Yess! I loved The Dark Tower. And normally would hate some kind of epic saga like that otherwise.
I forgot you'd read that.
I've put more thought into the series than I care to admit. Usually when I try talking about it even with people who were "into" the series they just... don't care. lol.
Like how Roland received the gold Rolex from the CEO of Tet Corp after saving the beams from the breakers. That effectively signaled the end of the "story", but for Roland it was never about saving the world, it was the curiosity of what was on the tower. Addiction. A tower junkie.
The best part I've never heard anyone decipher was when Roland and Susannah were on Odd Lane. Stephen King has left them a note on a roll of toilet paper, pointing to certain phrases in the poem that inspired the story, "Childe Roland to the Dark Tower Came". In it, King points to verses I, II, XIII, XIV, and XVI.
MY first thought was, he lied in every word,
That hoary cripple, with malicious eye
Askance to watch the working of his lie
On mine, and mouth scarce able to afford
Suppression of the glee, that purs’d and scor'd
Its edge, at one more victim gain’d thereby.
What else should he be set for, with his staff?
What, save to waylay with his lies, ensnare
All travellers who might find him posted there,
And ask the road? I guess’d what skull-like laugh
Would break, what crutch ’gin write my epitaph
For pastime in the dusty thoroughfare,
As for the grass, it grew as scant as hair
In leprosy; thin dry blades prick’d the mud
Which underneath look’d kneaded up with blood.
One stiff blind horse, his every bone a-stare,
Stood stupefied, however he came there:
Thrust out past service from the devil’s stud!
Alive? he might be dead for aught I know,
With that red, gaunt and collop’d neck a-strain,
And shut eyes underneath the rusty mane;
Seldom went such grotesqueness with such woe;
I never saw a brute I hated so;
He must be wicked to deserve such pain.
Not it! I fancied Cuthbert’s reddening face
Beneath its garniture of curly gold,
Dear fellow, till I almost felt him fold
An arm in mine to fix me to the place,
That way he us’d. Alas, one night’s disgrace!
Out went my heart’s new fire and left it cold.

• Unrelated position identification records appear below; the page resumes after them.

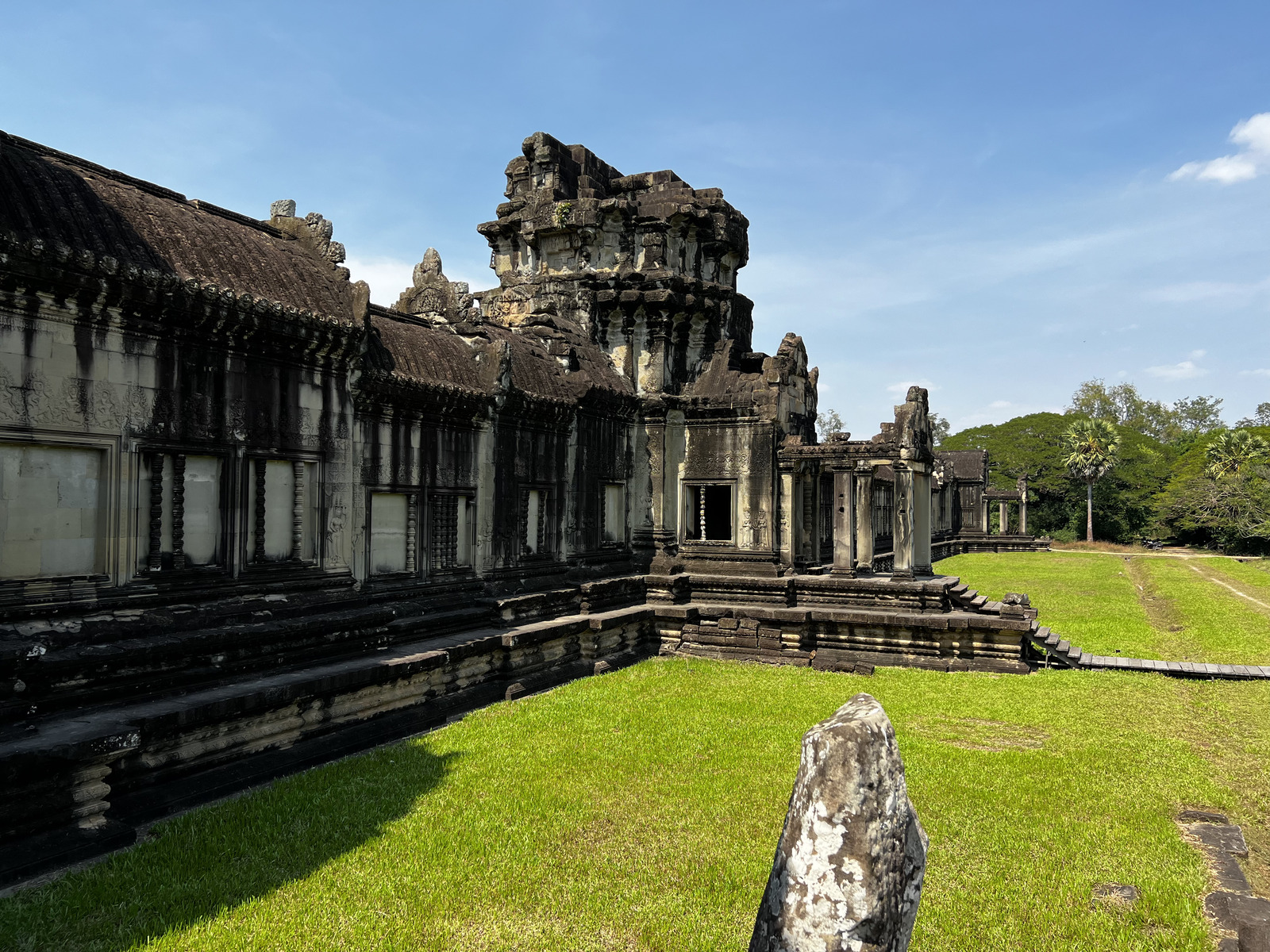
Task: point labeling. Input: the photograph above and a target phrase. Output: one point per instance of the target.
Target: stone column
(789, 518)
(922, 524)
(864, 518)
(844, 522)
(808, 537)
(903, 522)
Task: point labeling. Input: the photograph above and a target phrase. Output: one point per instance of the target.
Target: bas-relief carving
(753, 530)
(23, 401)
(336, 522)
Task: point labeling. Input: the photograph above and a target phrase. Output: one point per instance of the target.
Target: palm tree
(1232, 450)
(1094, 447)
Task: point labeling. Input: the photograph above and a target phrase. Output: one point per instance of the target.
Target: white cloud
(1250, 162)
(387, 277)
(1187, 370)
(1195, 291)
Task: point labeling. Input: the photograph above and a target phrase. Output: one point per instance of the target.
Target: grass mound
(641, 810)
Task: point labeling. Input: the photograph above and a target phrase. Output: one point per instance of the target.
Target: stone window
(50, 511)
(614, 514)
(826, 518)
(179, 520)
(535, 537)
(454, 531)
(969, 507)
(709, 516)
(884, 509)
(283, 511)
(393, 530)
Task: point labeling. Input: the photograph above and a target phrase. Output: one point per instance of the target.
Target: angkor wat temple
(251, 520)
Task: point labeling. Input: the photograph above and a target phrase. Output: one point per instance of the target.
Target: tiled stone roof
(59, 198)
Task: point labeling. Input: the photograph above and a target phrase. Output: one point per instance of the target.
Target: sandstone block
(849, 867)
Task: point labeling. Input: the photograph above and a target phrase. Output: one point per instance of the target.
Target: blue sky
(996, 200)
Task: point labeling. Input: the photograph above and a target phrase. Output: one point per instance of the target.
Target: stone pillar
(903, 522)
(1022, 505)
(922, 524)
(864, 518)
(844, 522)
(789, 517)
(810, 536)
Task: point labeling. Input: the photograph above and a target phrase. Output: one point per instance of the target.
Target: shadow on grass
(222, 856)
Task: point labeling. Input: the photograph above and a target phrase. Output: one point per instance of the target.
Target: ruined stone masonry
(849, 867)
(251, 520)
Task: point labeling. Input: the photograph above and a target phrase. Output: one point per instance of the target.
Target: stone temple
(251, 520)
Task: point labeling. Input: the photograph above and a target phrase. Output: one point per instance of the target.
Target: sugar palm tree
(1092, 450)
(1232, 450)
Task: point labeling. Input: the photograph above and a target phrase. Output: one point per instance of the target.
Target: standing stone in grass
(849, 869)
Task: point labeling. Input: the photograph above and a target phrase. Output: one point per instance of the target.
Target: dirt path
(1229, 585)
(1147, 554)
(1162, 612)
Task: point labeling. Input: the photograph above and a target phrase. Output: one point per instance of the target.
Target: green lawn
(641, 812)
(1142, 606)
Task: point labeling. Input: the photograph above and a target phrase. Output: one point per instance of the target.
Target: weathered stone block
(850, 863)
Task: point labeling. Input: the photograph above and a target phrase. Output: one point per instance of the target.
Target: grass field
(641, 812)
(1157, 607)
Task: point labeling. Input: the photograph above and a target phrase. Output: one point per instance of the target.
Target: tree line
(1122, 467)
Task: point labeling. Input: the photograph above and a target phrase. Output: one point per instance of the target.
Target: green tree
(1092, 450)
(1122, 405)
(1232, 451)
(940, 428)
(826, 423)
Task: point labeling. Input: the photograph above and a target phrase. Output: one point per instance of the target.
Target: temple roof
(476, 357)
(967, 463)
(57, 198)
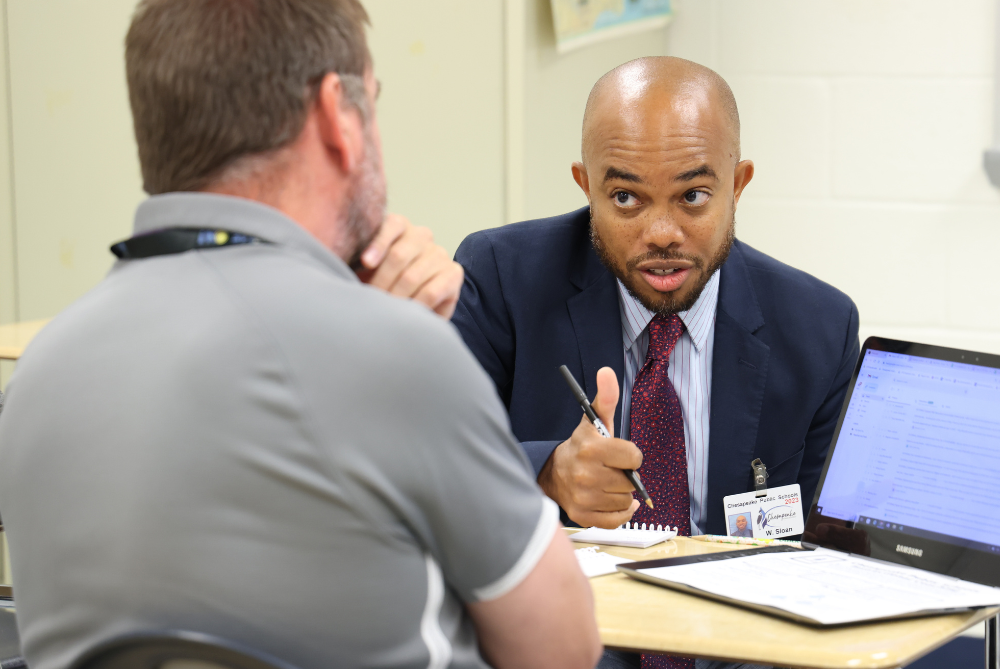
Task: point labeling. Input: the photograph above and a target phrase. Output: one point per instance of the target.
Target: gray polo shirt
(248, 442)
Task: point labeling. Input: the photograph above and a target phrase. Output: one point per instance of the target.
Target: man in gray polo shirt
(241, 438)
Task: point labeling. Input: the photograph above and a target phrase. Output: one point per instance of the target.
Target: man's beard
(664, 303)
(365, 211)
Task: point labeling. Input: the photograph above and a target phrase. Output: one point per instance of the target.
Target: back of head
(214, 81)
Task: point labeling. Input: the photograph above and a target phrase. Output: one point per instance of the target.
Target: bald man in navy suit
(762, 367)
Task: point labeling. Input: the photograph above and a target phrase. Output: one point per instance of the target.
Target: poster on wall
(582, 22)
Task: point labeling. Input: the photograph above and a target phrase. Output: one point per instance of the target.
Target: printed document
(828, 587)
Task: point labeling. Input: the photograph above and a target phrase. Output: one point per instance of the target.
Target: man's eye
(696, 197)
(625, 199)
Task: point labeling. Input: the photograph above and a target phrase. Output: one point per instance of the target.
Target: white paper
(594, 563)
(830, 587)
(623, 537)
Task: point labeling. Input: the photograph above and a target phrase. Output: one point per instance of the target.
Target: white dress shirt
(690, 372)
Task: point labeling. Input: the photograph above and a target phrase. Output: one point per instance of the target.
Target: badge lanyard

It's funny to me - because Roland and Susannah both take the verses to be something so immediate - the horse literally being the old horse Lippy, Joe Collins's steed, who dies shortly after their reading the verses. I believe the stanzas were chosen to represent Roland and his infinite quest of misery! It is Roland who lies to his friends to serve a cause, it is Roland who winds stupefied at the waystation in the desert chasing the man in black time and time again, fed by his addiction.
Or I could be delusional and it's not meant to be thought of so deeply lol. I just think this interpretation gives an ending, Roland stuck in his infinite loop.